- Born: 1963 (age 62–63) Aleppo, Syria
- Education: University of Aleppo
- Occupations: Judge, legal expert, activist
- Known for: Member of the Syrian Constitutional Committee

= Iman Shahoud =

Syrian judge and activist

Iman (Eman) Shahoud, (born 1963 in Aleppo, إيمان شحود) is a Syrian judge and legal expert. She is a human and women's rights activist and a current member of the Syrian Constitutional Committee.

== Early life and career ==
Shahoud enrolled at the Law Faculty of the University of Aleppo in 1981, a time when the city was one of the central arenas of violent incidents known as the Islamist uprising in Syria (1979–1982). In 1986 Shahoud became a member of Syrian Bar Association as a paralegal and started practicing law as an attorney in 1988. Her cases encompassed criminal, civil, military and personal status law. In 2003 she was appointed Counselor at the Civil Division of the Aleppo Court of Appeal. Later on Shahoud was transferred to the Court of Appeal in Idlib where she worked as a judge.
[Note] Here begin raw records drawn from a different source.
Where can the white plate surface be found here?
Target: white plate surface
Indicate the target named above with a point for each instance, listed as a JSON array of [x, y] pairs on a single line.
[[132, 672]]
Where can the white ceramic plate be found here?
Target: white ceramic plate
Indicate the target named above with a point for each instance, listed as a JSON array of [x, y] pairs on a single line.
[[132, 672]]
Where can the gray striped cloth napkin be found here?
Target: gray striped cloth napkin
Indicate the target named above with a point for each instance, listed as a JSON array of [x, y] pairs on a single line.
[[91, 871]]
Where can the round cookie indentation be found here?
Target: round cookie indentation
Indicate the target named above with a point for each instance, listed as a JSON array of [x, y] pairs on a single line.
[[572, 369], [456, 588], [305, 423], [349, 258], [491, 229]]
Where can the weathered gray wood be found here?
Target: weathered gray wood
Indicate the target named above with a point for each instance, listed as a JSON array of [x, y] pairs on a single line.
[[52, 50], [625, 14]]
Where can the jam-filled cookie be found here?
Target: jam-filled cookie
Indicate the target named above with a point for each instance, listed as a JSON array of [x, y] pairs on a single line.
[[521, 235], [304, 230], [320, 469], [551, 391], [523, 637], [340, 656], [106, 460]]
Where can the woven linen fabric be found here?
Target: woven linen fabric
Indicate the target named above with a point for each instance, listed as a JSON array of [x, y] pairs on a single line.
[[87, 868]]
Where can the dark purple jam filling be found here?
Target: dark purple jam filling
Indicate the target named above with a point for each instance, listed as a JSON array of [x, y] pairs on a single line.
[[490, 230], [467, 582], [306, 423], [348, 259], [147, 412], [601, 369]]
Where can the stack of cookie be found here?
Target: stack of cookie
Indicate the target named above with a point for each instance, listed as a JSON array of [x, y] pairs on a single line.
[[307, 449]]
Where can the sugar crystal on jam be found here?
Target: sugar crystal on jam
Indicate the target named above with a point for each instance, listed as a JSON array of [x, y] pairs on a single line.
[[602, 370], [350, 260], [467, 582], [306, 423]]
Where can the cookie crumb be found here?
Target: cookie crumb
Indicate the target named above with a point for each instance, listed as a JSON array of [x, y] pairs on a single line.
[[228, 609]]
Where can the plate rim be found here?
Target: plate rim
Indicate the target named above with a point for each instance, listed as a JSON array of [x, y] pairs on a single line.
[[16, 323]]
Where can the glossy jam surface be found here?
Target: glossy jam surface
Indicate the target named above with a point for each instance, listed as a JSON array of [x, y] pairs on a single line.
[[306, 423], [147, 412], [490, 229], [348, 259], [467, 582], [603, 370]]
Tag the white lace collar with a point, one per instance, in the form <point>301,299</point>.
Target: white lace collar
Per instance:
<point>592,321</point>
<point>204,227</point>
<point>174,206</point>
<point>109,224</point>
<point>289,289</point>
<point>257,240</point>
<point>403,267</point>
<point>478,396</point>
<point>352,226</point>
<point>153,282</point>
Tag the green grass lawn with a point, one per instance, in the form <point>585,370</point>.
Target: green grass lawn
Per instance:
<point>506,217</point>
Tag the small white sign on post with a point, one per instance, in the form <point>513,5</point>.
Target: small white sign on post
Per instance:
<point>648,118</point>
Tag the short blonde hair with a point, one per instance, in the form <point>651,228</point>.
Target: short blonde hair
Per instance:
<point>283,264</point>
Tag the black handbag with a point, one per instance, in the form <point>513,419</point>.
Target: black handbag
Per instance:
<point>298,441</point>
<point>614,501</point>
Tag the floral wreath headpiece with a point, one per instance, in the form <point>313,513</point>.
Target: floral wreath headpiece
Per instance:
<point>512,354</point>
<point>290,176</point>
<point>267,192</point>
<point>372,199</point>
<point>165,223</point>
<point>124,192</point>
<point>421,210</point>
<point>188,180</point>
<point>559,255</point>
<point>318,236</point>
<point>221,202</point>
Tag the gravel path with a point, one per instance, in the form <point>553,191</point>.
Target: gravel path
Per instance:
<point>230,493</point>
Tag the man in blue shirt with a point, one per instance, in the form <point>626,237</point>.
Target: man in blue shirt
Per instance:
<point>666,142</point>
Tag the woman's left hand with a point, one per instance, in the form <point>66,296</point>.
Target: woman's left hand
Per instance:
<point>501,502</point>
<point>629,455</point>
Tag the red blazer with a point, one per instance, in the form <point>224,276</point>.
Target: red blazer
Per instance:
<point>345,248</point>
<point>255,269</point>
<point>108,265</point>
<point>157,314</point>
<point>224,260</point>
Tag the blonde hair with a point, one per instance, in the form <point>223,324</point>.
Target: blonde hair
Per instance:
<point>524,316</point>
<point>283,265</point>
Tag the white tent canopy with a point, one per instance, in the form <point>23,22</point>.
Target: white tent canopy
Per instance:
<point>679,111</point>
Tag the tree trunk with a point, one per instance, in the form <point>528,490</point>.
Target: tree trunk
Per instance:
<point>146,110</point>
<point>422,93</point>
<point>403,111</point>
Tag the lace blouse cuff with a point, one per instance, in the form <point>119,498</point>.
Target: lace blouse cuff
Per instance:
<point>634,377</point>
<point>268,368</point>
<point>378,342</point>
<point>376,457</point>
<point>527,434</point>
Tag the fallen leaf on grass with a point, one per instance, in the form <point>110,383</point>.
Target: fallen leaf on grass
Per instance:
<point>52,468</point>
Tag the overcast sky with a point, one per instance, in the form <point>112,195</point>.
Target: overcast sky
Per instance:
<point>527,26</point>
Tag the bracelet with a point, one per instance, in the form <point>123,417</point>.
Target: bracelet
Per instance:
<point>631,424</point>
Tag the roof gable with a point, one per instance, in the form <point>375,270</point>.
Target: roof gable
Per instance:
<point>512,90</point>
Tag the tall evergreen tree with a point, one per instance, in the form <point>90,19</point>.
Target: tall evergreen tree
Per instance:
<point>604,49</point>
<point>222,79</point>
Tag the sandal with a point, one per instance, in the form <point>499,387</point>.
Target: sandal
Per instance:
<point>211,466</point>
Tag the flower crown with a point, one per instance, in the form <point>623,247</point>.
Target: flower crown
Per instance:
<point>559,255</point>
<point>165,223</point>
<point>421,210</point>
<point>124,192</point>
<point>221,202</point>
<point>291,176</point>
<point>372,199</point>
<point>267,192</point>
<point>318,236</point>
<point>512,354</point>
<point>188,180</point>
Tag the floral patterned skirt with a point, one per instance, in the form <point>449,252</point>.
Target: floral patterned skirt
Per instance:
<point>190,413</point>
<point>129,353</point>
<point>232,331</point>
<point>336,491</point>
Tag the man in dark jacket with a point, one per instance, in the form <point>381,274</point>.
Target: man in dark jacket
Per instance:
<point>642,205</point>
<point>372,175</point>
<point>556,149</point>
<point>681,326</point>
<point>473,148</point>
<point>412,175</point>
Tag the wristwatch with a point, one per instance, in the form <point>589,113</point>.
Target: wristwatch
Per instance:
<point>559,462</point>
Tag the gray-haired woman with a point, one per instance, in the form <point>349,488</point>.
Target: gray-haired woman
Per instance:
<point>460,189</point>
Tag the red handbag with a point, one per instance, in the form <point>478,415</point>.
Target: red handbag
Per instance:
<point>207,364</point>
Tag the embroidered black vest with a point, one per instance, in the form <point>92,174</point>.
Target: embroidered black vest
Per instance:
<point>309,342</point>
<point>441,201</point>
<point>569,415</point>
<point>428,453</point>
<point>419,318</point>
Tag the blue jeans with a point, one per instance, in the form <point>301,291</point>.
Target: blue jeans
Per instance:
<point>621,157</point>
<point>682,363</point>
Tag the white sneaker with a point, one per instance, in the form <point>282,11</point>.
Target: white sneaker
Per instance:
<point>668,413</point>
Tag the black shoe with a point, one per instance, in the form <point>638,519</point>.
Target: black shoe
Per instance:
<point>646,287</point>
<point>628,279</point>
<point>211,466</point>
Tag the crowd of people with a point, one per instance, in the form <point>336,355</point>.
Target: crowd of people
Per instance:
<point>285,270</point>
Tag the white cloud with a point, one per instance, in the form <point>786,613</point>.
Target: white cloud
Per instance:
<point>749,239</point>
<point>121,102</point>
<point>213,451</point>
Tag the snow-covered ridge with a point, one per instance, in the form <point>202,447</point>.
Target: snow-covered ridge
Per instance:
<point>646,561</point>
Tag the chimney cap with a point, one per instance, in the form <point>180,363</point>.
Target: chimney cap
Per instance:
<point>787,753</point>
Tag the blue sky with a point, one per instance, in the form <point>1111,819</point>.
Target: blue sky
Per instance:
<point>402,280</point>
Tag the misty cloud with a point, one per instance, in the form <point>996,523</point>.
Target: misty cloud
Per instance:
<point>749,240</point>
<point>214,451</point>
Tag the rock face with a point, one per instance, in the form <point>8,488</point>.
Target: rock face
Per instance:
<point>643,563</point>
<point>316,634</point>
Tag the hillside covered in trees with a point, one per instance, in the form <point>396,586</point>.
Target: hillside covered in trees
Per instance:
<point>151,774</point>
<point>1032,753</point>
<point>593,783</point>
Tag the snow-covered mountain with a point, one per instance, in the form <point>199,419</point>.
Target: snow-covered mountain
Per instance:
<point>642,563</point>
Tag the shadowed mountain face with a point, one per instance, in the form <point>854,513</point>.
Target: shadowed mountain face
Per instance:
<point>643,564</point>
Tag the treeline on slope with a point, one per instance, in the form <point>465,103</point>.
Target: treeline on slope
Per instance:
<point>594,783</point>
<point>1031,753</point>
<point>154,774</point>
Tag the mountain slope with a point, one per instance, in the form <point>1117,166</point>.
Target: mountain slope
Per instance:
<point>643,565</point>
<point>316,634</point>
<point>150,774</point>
At that time, according to a 2007 report by the Global Justice Center less than 13% of Syrian magistrates where women.

== Political and constitutional activities ==
With the escalation of violence in Syria in 2011 that led to the Syrian civil war and a subsequent loss of territorial control of the Syrian government over parts of the Northern Aleppo and Idlib Governorates, several judges and lawyers created an opposition organization called the Free Independent Syrian Judiciary Council to establish a judicial system of self-administration in these areas. Shahoud became a member of the organization's Supreme Judicial Committee.

In 2013 she joined the 'Syrian Expert House', an initiative of Syrians from various backgrounds who presented a roadmap for political transition and the reform of state institutions in Syria.

In 2014 she emigrated to Sweden.

In 2015 Shahoud co-authored a letter to then-UN Syria Envoy Staffan di Mistura urging him not to propose or accept that "immunity may be offered to suspects of war crimes" as part of a deal to solve the Syrian crisis. The group of legal experts calling itself the Transitional Justice Coordination Group stated that a successful transition could only happen with full "accountability and the rule of law".

In Sweden Shahoud continued to advocate for women's rights and was solicited in a number of divorce cases among Syrians in exile. According to Shahoud "a variety of factors have contributed to the increase of divorce cases among refugees in Sweden, including the freedom that allowed some women to get out of forced marriages for example".

In October 2019, Nasr al-Hariri, the chairman of the High Negotiations Committee, an umbrella body for various armed and un-armed Syrian opposition groups, announced that Shahoud would be a member of the HNC's delegation for the Syrian Constitutional Committee. The committee is a UN-facilitated initiative to enable dialogue between opposition groups and the Syrian government by amending the 2012 Constitution of Syria. The UN list Shahoud among the members of the committee's 'Small Body' responsible for drafting the amendments. Shahoud is a member of the Council of the Syrian Charter, a network of influential Syrian society leaders who engaged in dialogue and mediation with Syrians from across the political divide.